Description
Expected Behavior
When a context deadline is provided, and all backends are down, calls to ClusterClient.Get (and others) return shortly by the deadline or shortly after, with an error.
Current Behavior
Calls to ClusterClient.Get block for N * D, where N is the number of backends configured, and D is the DialTimeout.
Steps to Reproduce
package main
import (
"context"
"log"
"time"
"github.com/go-redis/redis/v8"
)
func main() {
rdb := redis.NewClusterClient(&redis.ClusterOptions{
Addrs: []string{
"203.0.113.91:999",
"203.0.113.92:999",
"203.0.113.93:999",
"203.0.113.94:999",
"203.0.113.95:999",
"203.0.113.96:999",
},
DialTimeout: time.Second,
ReadTimeout: time.Second,
WriteTimeout: time.Second,
})
ctx, cancel := context.WithTimeout(context.Background(), 100*time.Millisecond)
defer cancel()
resp, err := rdb.Get(ctx, "example").Result()
if err != nil {
log.Fatal(err)
}
log.Print(resp)
}
$ time go run main.go
dial error: dial tcp 203.0.113.96:999: i/o timeout
dial error: dial tcp 203.0.113.95:999: i/o timeout
dial error: dial tcp 203.0.113.93:999: i/o timeout
dial error: dial tcp 203.0.113.94:999: i/o timeout
dial error: dial tcp 203.0.113.96:999: i/o timeout
dial error: dial tcp 203.0.113.91:999: i/o timeout
2022/07/06 11:31:31 context deadline exceeded
exit status 1
real 0m6.532s
user 0m0.925s
sys 0m0.281s
Expected: real
time is less than 500ms, based on the 100ms context timeout.

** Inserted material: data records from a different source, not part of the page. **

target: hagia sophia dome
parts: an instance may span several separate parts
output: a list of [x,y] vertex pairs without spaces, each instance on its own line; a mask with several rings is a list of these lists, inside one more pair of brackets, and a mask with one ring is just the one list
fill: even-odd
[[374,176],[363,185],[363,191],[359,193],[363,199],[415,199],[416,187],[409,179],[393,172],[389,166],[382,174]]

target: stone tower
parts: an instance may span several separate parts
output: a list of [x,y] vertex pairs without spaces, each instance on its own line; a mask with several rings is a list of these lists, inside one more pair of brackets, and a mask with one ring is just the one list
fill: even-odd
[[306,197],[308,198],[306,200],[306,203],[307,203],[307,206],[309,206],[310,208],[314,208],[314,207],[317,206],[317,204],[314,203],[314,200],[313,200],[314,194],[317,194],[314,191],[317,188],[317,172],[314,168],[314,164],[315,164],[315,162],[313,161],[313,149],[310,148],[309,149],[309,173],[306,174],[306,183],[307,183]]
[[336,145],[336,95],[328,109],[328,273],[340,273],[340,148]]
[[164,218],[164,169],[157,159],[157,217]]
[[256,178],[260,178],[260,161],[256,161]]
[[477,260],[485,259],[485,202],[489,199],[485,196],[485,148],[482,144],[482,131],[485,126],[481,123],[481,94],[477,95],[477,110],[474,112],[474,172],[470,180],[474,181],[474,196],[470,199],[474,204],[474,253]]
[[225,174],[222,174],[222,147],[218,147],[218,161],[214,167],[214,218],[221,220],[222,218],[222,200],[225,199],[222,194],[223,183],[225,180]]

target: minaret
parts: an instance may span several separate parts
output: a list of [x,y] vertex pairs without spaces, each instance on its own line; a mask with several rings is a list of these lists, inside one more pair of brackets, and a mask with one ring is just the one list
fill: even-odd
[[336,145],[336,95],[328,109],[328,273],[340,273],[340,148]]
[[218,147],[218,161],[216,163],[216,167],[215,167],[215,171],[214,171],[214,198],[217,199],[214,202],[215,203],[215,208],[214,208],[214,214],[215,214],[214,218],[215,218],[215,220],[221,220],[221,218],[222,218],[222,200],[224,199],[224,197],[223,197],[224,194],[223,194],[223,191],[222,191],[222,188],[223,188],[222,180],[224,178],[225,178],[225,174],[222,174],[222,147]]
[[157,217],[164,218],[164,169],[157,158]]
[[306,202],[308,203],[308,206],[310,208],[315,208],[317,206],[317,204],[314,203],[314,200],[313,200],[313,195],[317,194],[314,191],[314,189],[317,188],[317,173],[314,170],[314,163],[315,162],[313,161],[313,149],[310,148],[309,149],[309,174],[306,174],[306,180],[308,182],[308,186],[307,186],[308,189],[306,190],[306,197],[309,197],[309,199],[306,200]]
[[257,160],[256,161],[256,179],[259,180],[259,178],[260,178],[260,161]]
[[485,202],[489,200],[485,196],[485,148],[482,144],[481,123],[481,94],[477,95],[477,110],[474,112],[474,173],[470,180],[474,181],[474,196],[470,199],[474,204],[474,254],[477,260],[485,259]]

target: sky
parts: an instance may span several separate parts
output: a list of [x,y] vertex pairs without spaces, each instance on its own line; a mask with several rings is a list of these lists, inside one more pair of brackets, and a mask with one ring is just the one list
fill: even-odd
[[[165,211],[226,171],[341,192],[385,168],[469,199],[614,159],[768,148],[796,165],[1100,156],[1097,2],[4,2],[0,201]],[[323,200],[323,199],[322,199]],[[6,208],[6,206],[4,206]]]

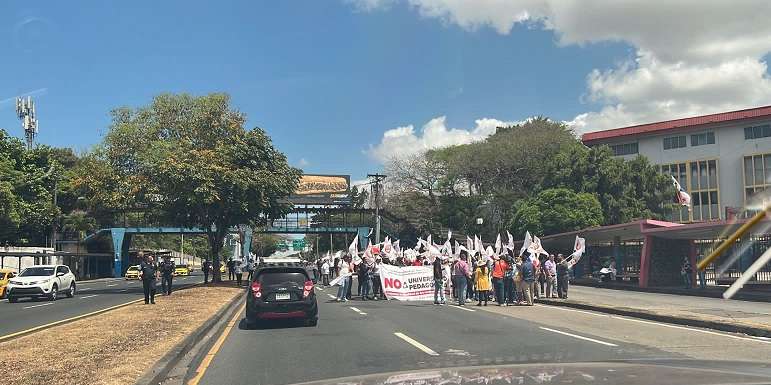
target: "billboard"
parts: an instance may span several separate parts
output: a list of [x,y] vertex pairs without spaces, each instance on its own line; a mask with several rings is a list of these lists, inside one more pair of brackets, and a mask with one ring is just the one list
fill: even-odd
[[303,175],[297,190],[289,196],[296,205],[351,204],[350,175]]

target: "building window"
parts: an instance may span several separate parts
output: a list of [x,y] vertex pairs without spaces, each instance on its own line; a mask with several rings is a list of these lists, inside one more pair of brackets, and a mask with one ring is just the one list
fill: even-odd
[[744,157],[744,203],[752,203],[752,197],[771,187],[771,154]]
[[637,150],[638,150],[637,142],[614,144],[610,146],[610,149],[613,150],[613,155],[616,155],[616,156],[637,154]]
[[665,150],[671,150],[673,148],[682,148],[685,147],[685,135],[682,136],[671,136],[669,138],[664,138],[664,149]]
[[689,212],[687,207],[680,206],[674,212],[667,213],[667,219],[674,222],[720,219],[720,183],[717,164],[716,159],[711,159],[661,166],[661,172],[674,176],[680,186],[691,195],[691,211]]
[[744,139],[760,139],[768,138],[771,136],[771,125],[764,124],[762,126],[744,127]]
[[703,146],[705,144],[715,144],[714,132],[691,135],[691,146]]
[[[675,177],[680,186],[686,190],[688,189],[688,167],[686,163],[662,165],[661,172]],[[667,210],[665,216],[670,222],[690,222],[691,220],[691,217],[688,215],[688,208],[680,205],[674,206],[672,210]]]

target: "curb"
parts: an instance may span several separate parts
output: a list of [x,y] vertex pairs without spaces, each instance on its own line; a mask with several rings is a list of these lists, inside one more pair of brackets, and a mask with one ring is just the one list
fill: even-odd
[[590,310],[590,311],[596,311],[600,313],[615,314],[615,315],[621,315],[626,317],[642,318],[642,319],[647,319],[651,321],[659,321],[659,322],[676,324],[676,325],[694,326],[694,327],[714,329],[714,330],[720,330],[720,331],[731,332],[731,333],[743,333],[743,334],[756,336],[756,337],[771,337],[771,328],[734,325],[730,323],[719,322],[719,321],[708,321],[708,320],[703,320],[699,318],[656,314],[656,313],[651,313],[644,310],[636,310],[636,309],[630,309],[630,308],[614,308],[609,306],[590,305],[583,302],[563,302],[563,301],[542,299],[542,300],[539,300],[538,303],[541,303],[543,305],[550,305],[550,306],[563,306],[563,307],[570,307],[570,308],[576,308],[576,309],[582,309],[582,310]]
[[222,319],[230,319],[230,317],[232,317],[233,313],[239,309],[242,299],[242,295],[236,295],[230,300],[230,303],[225,305],[224,310],[206,320],[201,327],[166,352],[160,360],[139,377],[135,384],[157,385],[164,382],[169,372],[179,363],[185,354],[190,352],[190,350],[201,341],[203,336],[209,333],[214,326],[218,325]]
[[[636,286],[629,286],[629,285],[614,285],[614,284],[603,284],[599,282],[573,282],[570,281],[571,285],[581,286],[581,287],[596,287],[598,289],[607,289],[607,290],[623,290],[623,291],[634,291],[638,293],[655,293],[655,294],[670,294],[670,295],[682,295],[682,296],[688,296],[688,297],[701,297],[701,298],[719,298],[723,299],[722,292],[710,292],[710,291],[702,291],[700,289],[667,289],[667,288],[657,288],[657,287],[636,287]],[[756,290],[752,292],[739,292],[734,295],[732,299],[735,300],[741,300],[741,301],[749,301],[749,302],[771,302],[771,296],[768,295],[768,293]]]

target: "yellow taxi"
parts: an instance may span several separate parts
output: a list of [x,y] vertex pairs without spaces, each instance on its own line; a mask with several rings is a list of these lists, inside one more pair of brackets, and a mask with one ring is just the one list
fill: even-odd
[[220,263],[220,273],[225,274],[225,264]]
[[11,269],[0,269],[0,298],[5,297],[5,287],[8,285],[8,280],[15,276],[16,273]]
[[190,268],[187,267],[187,265],[177,265],[174,268],[174,276],[178,277],[180,275],[182,276],[190,275]]
[[129,279],[139,279],[139,265],[129,266],[128,270],[126,270],[126,280]]

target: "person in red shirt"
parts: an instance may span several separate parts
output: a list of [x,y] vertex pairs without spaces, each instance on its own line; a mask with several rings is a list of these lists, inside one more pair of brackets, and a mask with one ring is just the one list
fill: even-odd
[[423,266],[423,257],[418,256],[415,261],[412,262],[412,266]]
[[503,258],[496,257],[495,262],[493,262],[493,290],[495,290],[495,300],[498,302],[498,306],[503,306],[503,277],[508,268],[509,264]]

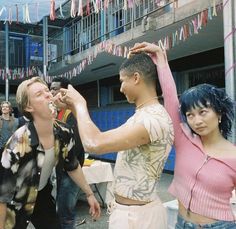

Actual: real
time is 6.5s.
Note: the dial error
s are present because I added a Println call to go-redis' dial code to make it clearer what's going on.
Context (Environment)
go version go1.18 linux/amd64
github.com/go-redis/redis/v8 v8.11.5
This is a simplified version of a problem we encountered when bringing up the OCSP responder for https://github.com/letsencrypt/boulder/ with a set of backends that could not be reached.
Possible Implementation
It's reasonable to keep trying to dial in the background, but the user-facing call should return based on the deadline.